When two hijacked jets slammed into the World Trade Center towers on the morning of Sept. 11, 2001, it didn't take long for the shock waves to reach the German Chancellery. Chancellor Schröder was busy writing his speech for the next day's presentation of the budget to the Bundestag, Germany's parliament. "Business as usual," as he writes in his freshly-published memoirs.
He would never give the speech. Shortly before 3 p.m. German time, Schröder's assistant barged into his office with news of the attack:
"I turned on the television. The images that I saw deeply upset me …. I remember seeing desperate people jumping out of the windows of the Twin Towers. I remember people who were running for their lives on the streets, and I remember my own tears, cried out of sympathy for those innocent people who were exposed to the inferno. Helplessness and rage at those who did this were my first reactions."

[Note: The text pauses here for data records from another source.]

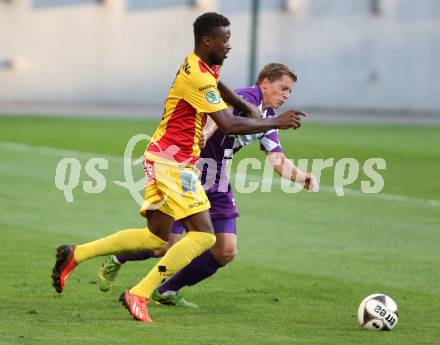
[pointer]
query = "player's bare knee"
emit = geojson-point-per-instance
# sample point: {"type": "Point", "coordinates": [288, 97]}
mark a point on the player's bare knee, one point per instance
{"type": "Point", "coordinates": [224, 255]}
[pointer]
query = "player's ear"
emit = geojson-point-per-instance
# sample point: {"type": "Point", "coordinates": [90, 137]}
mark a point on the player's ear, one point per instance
{"type": "Point", "coordinates": [206, 41]}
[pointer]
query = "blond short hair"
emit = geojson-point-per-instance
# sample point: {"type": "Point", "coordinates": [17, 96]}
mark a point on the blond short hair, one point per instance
{"type": "Point", "coordinates": [275, 71]}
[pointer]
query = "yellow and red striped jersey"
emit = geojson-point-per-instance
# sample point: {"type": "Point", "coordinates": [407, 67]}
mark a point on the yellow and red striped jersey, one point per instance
{"type": "Point", "coordinates": [193, 94]}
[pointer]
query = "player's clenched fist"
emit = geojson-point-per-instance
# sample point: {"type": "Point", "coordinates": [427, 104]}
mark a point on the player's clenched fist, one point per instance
{"type": "Point", "coordinates": [290, 119]}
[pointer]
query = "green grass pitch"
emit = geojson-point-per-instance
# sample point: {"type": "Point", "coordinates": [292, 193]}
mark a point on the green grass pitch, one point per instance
{"type": "Point", "coordinates": [305, 260]}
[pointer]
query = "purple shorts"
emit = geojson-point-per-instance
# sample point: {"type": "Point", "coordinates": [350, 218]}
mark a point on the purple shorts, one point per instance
{"type": "Point", "coordinates": [221, 225]}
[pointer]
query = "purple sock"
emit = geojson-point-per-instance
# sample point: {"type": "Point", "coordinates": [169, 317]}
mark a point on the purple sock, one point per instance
{"type": "Point", "coordinates": [200, 268]}
{"type": "Point", "coordinates": [123, 258]}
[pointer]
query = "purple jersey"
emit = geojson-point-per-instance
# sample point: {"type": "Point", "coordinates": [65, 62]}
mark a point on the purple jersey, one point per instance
{"type": "Point", "coordinates": [221, 148]}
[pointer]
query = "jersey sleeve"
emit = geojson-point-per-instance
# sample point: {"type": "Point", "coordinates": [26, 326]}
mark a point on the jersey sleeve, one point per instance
{"type": "Point", "coordinates": [270, 142]}
{"type": "Point", "coordinates": [203, 95]}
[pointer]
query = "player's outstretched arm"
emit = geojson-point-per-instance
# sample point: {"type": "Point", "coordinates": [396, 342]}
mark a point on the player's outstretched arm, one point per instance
{"type": "Point", "coordinates": [285, 168]}
{"type": "Point", "coordinates": [230, 97]}
{"type": "Point", "coordinates": [230, 124]}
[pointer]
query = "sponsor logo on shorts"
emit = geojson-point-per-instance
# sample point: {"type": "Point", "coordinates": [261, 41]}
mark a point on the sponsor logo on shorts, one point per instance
{"type": "Point", "coordinates": [198, 203]}
{"type": "Point", "coordinates": [212, 97]}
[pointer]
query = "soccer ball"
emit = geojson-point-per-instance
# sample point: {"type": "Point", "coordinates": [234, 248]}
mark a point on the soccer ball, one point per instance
{"type": "Point", "coordinates": [378, 312]}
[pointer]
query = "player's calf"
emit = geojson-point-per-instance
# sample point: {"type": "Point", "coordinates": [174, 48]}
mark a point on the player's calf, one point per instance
{"type": "Point", "coordinates": [64, 265]}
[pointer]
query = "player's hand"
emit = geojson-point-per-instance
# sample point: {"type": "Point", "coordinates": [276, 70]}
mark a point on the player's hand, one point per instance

Schröder quickly mobilized his government to determine if Germany was at risk and to decide what the country's reaction should be. Immediately, he pledged "unlimited solidarity" to the United States and promised to help America track down and punish those responsible for the attacks. He then set to work on his speech to the nation, fully aware that the world had become a radically different place. And one of those changes was a positive one:
"Never before and never since … was there such a worldwide consensus when it came to solidarity with the United States as there was then. From the beginning, the question for (Foreign Minister Joschka) Fischer and I was not whether Germany would participate in military measures, but how to support those measures."
The decision to participate in the military offensive in Afghanistan, which resulted in the removal of the radical Islamist Taliban from power, was a relatively easy one for Schröder to make. For him, he writes, it was vital that Germany "take its share of the responsibility for the fate of the world." But it turned out not to be quite so easy to convince his Social Democratic Party (SPD) and Fischer's Green Party, both of which had factions dead set against military involvement. "I called that organized irresponsibility."

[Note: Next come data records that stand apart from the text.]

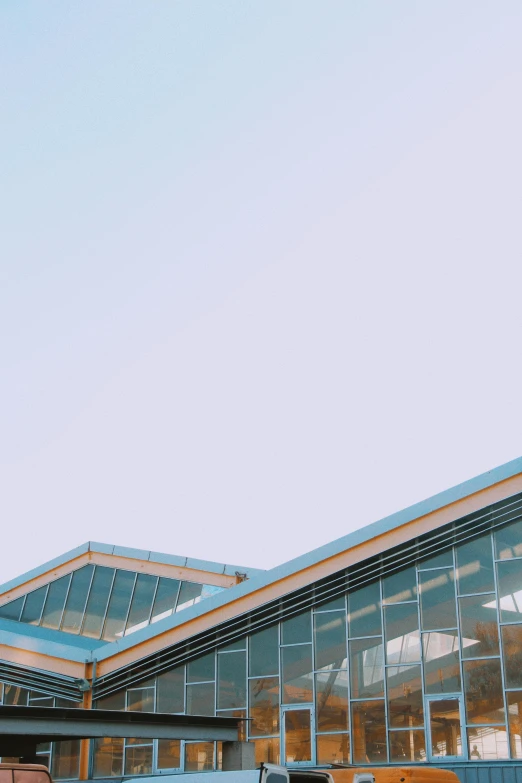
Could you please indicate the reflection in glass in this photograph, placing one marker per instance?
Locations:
(141, 604)
(267, 750)
(514, 703)
(108, 757)
(264, 706)
(298, 736)
(77, 598)
(405, 707)
(368, 732)
(330, 640)
(296, 665)
(483, 691)
(138, 758)
(333, 749)
(165, 600)
(140, 700)
(508, 541)
(488, 743)
(366, 668)
(331, 694)
(170, 691)
(364, 607)
(402, 633)
(169, 754)
(199, 756)
(510, 590)
(97, 603)
(263, 656)
(446, 729)
(478, 626)
(442, 560)
(231, 680)
(441, 662)
(437, 600)
(200, 698)
(33, 606)
(119, 601)
(202, 669)
(512, 649)
(297, 629)
(401, 586)
(406, 746)
(475, 566)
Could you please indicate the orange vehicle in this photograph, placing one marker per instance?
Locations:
(420, 774)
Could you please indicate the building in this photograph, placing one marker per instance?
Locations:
(401, 643)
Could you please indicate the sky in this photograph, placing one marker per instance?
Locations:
(260, 268)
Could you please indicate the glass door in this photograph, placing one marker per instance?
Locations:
(445, 733)
(297, 735)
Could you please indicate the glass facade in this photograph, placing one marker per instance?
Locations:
(105, 603)
(424, 665)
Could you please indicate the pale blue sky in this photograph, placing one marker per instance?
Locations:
(260, 268)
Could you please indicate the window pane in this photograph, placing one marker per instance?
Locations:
(170, 691)
(236, 714)
(118, 605)
(330, 640)
(475, 566)
(141, 605)
(11, 611)
(202, 669)
(200, 699)
(488, 743)
(76, 600)
(108, 757)
(264, 652)
(264, 706)
(140, 700)
(231, 680)
(478, 626)
(514, 700)
(437, 594)
(66, 760)
(406, 746)
(189, 594)
(97, 603)
(441, 662)
(365, 611)
(510, 590)
(298, 736)
(402, 633)
(297, 629)
(512, 644)
(366, 668)
(483, 691)
(33, 606)
(297, 673)
(368, 732)
(331, 693)
(446, 728)
(138, 760)
(508, 541)
(55, 601)
(442, 560)
(199, 756)
(405, 696)
(166, 597)
(169, 754)
(333, 749)
(401, 586)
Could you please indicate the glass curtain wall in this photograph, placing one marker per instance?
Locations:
(424, 665)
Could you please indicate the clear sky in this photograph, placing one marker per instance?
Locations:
(260, 268)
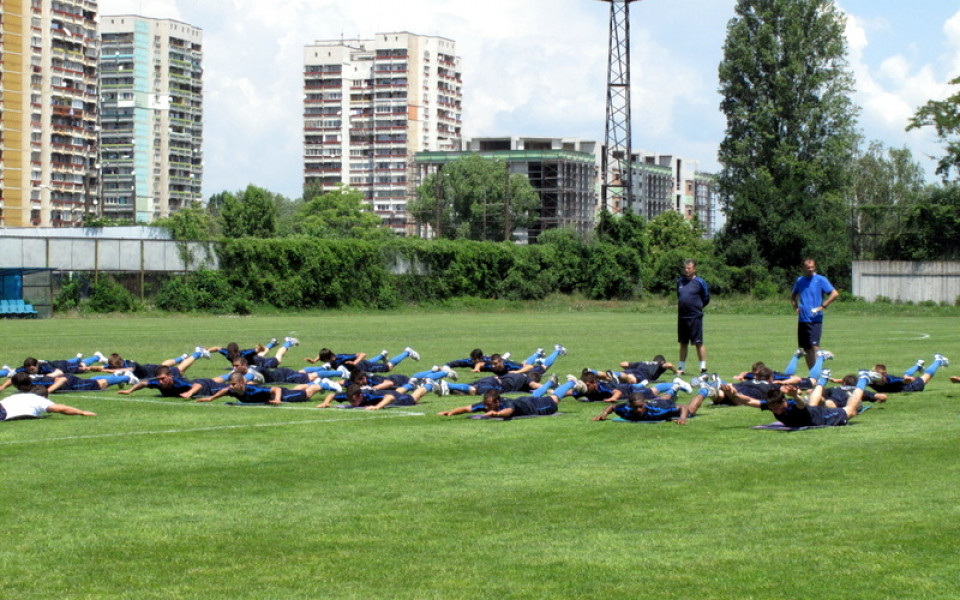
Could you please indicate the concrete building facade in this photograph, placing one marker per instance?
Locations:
(370, 105)
(48, 112)
(563, 171)
(151, 141)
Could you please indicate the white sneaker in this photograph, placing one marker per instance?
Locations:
(331, 385)
(682, 385)
(450, 372)
(578, 385)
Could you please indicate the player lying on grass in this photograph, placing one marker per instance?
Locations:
(881, 381)
(116, 363)
(257, 356)
(751, 389)
(789, 375)
(476, 360)
(641, 407)
(172, 385)
(788, 406)
(51, 368)
(357, 396)
(71, 383)
(359, 362)
(591, 388)
(403, 384)
(635, 372)
(514, 381)
(541, 402)
(237, 387)
(498, 365)
(837, 397)
(28, 405)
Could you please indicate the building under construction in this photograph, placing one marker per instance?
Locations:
(562, 171)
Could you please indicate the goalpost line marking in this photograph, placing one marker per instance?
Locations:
(379, 415)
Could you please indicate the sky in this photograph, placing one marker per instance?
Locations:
(538, 68)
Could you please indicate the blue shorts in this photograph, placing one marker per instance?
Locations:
(808, 334)
(690, 330)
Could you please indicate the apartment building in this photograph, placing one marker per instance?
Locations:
(48, 112)
(151, 106)
(370, 106)
(563, 171)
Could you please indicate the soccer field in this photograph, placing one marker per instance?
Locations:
(157, 498)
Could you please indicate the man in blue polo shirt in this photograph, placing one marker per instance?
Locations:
(808, 301)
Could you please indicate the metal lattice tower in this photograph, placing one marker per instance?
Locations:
(615, 161)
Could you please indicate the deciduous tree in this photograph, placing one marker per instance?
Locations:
(475, 198)
(790, 133)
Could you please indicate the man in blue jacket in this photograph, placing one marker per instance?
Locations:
(811, 294)
(692, 296)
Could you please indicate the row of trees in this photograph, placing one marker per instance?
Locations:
(796, 178)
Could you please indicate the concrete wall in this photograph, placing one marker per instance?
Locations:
(65, 254)
(907, 281)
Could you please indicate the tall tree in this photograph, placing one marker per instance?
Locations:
(475, 198)
(944, 117)
(249, 213)
(340, 213)
(790, 133)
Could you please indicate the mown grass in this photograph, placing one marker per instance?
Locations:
(164, 499)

Schröder makes clear it was his conviction that the invasion of Afghanistan was the right thing to do. Indeed, parts of his book read like yet one more attempt to convince Germans of that fact. But despite the success of the invasion, Schröder writes that he was aware that the international community would have to remain in Afghanistan for an extended period.

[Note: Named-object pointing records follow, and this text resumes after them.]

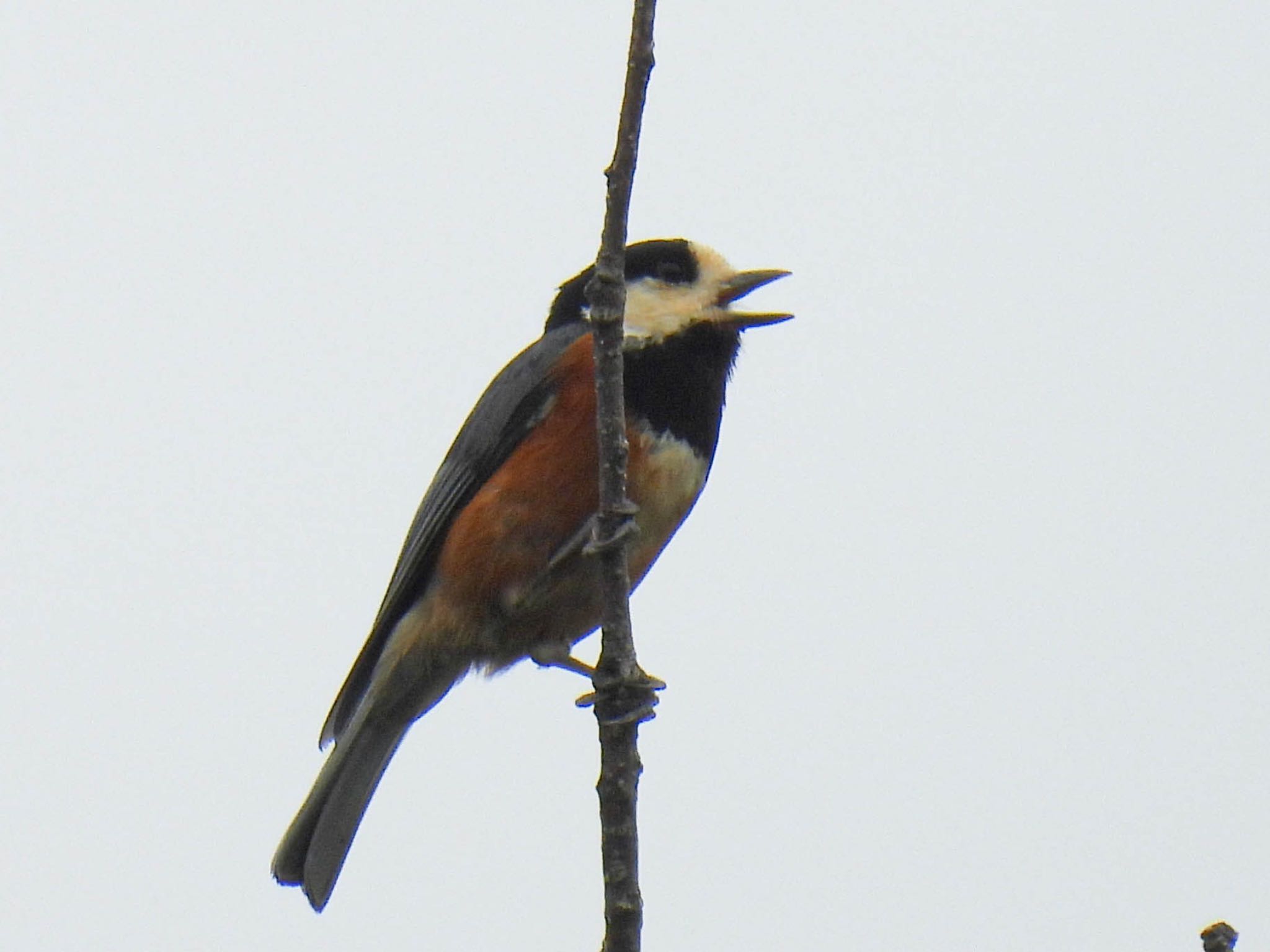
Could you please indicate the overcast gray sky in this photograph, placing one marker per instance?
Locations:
(968, 636)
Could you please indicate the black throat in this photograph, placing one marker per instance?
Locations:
(678, 384)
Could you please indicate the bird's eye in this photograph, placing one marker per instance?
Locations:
(672, 274)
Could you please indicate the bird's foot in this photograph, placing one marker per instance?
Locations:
(624, 700)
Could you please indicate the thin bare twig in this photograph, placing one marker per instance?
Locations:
(623, 691)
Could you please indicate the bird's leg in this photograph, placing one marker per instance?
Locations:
(556, 654)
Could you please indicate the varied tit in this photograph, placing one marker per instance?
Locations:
(493, 569)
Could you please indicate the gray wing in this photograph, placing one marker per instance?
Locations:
(510, 408)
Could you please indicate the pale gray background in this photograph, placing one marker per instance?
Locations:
(968, 635)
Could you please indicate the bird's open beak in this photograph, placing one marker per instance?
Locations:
(737, 287)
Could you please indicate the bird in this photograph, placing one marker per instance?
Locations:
(495, 566)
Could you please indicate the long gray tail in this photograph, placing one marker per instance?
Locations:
(315, 846)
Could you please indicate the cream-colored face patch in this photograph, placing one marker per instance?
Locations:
(655, 309)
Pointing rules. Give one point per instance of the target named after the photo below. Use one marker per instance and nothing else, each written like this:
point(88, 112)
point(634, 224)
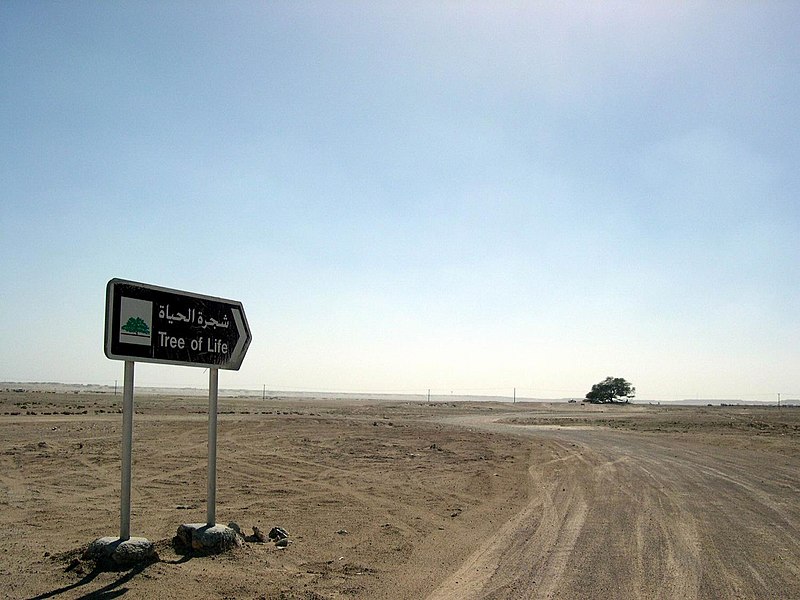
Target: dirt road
point(619, 514)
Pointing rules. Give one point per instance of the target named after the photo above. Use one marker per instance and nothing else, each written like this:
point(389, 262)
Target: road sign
point(147, 323)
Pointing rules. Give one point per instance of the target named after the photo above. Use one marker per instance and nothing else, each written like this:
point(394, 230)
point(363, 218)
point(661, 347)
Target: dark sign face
point(147, 323)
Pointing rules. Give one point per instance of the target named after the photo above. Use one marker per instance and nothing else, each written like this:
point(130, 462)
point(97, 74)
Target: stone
point(208, 539)
point(278, 533)
point(111, 551)
point(258, 535)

"In 2002, the search for the right strategy to follow in Afghanistan after the initial military successes was underway. We in Berlin weren't the only ones who were convinced that Afghanistan would tie down our efforts for a long time. Under no circumstances could we leave our work unfinished -- which would amount to an invitation to the Taliban to once again bring the country under their fundamentalist regime."
But it wasn't long, Schröder writes, before ominous tones began emerging from Washington, D.C. US President George W. Bush gave a speech on Jan. 29, 2002 in which he brought into existence the Axis of Evil -- Iraq, Iran and North Korea.
"Inside the German government's security cabinet, we quickly agreed that these proclamations revealed a dimension of the conflict beyond that of resisting fundamental-religious terrorism. We searched futilely for a connection with Sept. 11 and with al-Qaida."
The solidarity Germans felt with America immediately following the attacks of Sept. 11 -- an outpouring of emotion that resulted in spontaneous gatherings of hundreds of thousands of Germans in cities across the country on the evening of Sept. 11 and on the day after -- evaporated quickly when Bush began beating the war drum for Iraq. Schröder promised his electorate that he would not "take part in any adventures" and soon promised that Germany would not under any circumstances join the US in an offensive against Iraq.
For Schröder, one of the decisive moments marking the erosion of worldwide support for the US was then-Secretary of State Colin Powell's presentation before the UN Security Council attempting to prove the existence of Weapons of Mass Destruction in Iraq.
"Such appearances contributed greatly to the fact that the post-Sept. 11 solidarity with the US felt the world over metamorphosed into exactly the opposite. For all friends of the United States -- and I count myself among them -- the question as to why war (with Iraq) was necessary is not yet conclusively answered."
Schröder's memoir makes it clear that he was also concerned about the consequences of a war in Iraq for the mission in Afghanistan:
"In the run-up to the Iraq war, Kofi Annan expressed his fear that troops would leave Afghanistan too soon. ... Annan predicted -- which also reflected our concerns -- that Afghanistan might be abandoned too soon if the United States changed its strategy. The large-scale withdrawal of American troops from Afghanistan needed for the war in Iraq was a repetition of the mistake against which Annan had warned, but in vain. This mistake is coming home to roost today, now that the Taliban fighters have regained strength on Afghanistan's battlefields."